Intervention de M. le Président Claude Bartolone
Monsieur le Ministre de la Justice,
Madame la Ministre,
Madame la Présidente de la délégation aux droits des femmes,
Mesdames, Messieurs,
Peut-on encore laisser peser « le plus grand silence de l’histoire » sur ce qui est devenu une véritable arme de guerre ?
Où que ce soit dans le monde, les guerres du XXème siècle ont impliqué et visé des civils comme jamais auparavant. Elles se sont accompagnées de stratégies de viols massifs et systématiques. Durant la guerre civile espagnole et la seconde guerre mondiale, le viol est utilisé pour terroriser les communautés ou les résistants et fournir des esclaves sexuels. En Ex-Yougoslavie, il s’agit de « mêler les sangs » dans les camps de viol. En Colombie, au Pakistan, au Rwanda, en République Démocratique du Congo, en Centrafrique…, il facilite les déplacements de populations, participe au nettoyage ethnique, détruit les capacités de reproduction ou contamine les filles et les femmes. Le viol ne peut plus être considéré par la communauté internationale comme un malheureux dommage collatéral et inévitable de la guerre.
Une première prise de conscience internationale s’est faite jour après le récit des atrocités commises en Ex-Yougoslavie. Le Conseil de sécurité de l’ONU a alors adopté la résolution 798 condamnant ces pratiques en temps de guerre. Bien que les tribunaux de Nuremberg et de Tokyo n’aient pas reconnu le viol comme un crime, le Tribunal pénal international pour l’Ex-Yougoslavie l’inclura dans les crimes contre l’Humanité quand il est commis dans un conflit armé et dirigé contre une population civile. Le Tribunal pénal international pour le Rwanda le reconnaitra ensuite comme crime de guerre et crime contre l’Humanité.

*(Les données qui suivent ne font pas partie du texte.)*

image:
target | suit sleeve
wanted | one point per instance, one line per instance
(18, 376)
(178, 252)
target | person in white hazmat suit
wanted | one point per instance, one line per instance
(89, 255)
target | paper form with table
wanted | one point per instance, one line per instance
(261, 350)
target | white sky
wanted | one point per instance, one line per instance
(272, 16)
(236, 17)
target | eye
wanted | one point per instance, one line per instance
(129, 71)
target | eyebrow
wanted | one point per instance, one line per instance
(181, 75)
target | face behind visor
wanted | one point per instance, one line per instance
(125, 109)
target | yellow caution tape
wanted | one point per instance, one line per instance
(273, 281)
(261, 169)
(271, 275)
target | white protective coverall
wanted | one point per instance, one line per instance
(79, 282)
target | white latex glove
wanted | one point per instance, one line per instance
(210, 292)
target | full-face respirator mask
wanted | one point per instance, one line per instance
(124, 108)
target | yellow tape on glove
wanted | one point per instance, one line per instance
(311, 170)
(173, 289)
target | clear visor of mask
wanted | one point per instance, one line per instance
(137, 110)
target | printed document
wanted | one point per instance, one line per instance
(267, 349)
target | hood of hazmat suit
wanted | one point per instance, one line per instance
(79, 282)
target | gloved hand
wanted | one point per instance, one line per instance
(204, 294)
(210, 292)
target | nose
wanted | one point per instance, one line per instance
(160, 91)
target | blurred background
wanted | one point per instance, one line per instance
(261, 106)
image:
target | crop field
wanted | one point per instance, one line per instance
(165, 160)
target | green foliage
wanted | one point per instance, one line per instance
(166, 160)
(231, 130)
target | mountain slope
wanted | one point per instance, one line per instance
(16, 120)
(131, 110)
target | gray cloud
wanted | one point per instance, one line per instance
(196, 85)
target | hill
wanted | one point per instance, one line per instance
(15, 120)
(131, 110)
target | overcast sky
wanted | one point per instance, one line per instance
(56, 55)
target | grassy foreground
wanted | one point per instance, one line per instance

La succession des résolutions du Conseil de sécurité depuis celle fondatrice, de 2000, dite « femmes, paix et sécurité » établit maintenant clairement que le viol et les autres formes de violence sexuelle constituent un crime de guerre, un crime contre l’Humanité et un élément constitutif du crime de génocide. Ils sont aujourd’hui définitivement considérés par la communauté internationale comme des armes de guerre inacceptables, assimilables à de la torture.
Malgré cette interdiction par le Droit International Humanitaire, le viol reste malheureusement un crime de guerre fréquent. La Libye a eu à en souffrir.
On sait maintenant que l’ex-chef de l’État Libyen avait lui-même ordonné le recours systématique au viol et à l’esclavage sexuel. Souad Wheidi, la présidente d’une grande ONG libyenne, a décrit lors de son audition par le Sénat cette situation dramatique où le viol était un aspect des représailles exercées contre les populations des villes libérées puis reconquises par le pouvoir. « Des viols systématiques et massifs ont eu lieu dans chaque maison. Personne ne pouvait y échapper : les victimes étaient des femmes, des jeunes filles, des enfants et des vieillards » nous dit-elle.
Le viol méthodique, organisé et accompli avec une cruauté impensable n’épargne en effet personne. Il brise, il dégrade, il déshumanise la victime. Il blesse l’homme, le père, le frère, le fils dont on viole la femme, la fille, la sœur ou la mère, parfois devant ses yeux.
Dans ce contexte, le projet de loi proposé par le Ministre de la justice Libyen, Monsieur Salah Bachir Al-Marghani, est particulièrement important et remarquable.
D’une part, il fait écho à certains des aspects les plus novateurs des dernières résolutions du Conseil de sécurité. D’autre part il répond aux préoccupations exprimées par les femmes elles-mêmes.
Avec ce texte, les victimes de violences sexuelles durant la guerre de libération et sous le précédent régime sont assimilées aux victimes de guerre.
Toutes les violences à caractère sexuel sont retenues, ainsi que toutes leurs conséquences physiques, mentales et économiques.
Vous prévoyez, Monsieur le Ministre, une prise en charge des soins, une indemnisation, et le traitement de la situation des enfants nés des viols en évitant la stigmatisation sociale des mères et des enfants. Vous n’oubliez pas l’aide aux femmes rejetées par leurs familles, ni l’assistance juridique aux victimes dans les poursuites judiciaires contre les agresseurs et la traduction de ceux-ci devant la justice.
Autrement dit, Monsieur le Ministre, vous affirmez que les victimes de ces actes de barbarie ne sont pas coupables, et qu’elles doivent être aidées et secourues. Vous affirmez que, quelles que soient les circonstances, les viols sont des crimes, dont les auteurs doivent répondre devant la justice.
Alors que ce texte entame son parcours législatif, vous avez appelé la communauté internationale à manifester son soutien.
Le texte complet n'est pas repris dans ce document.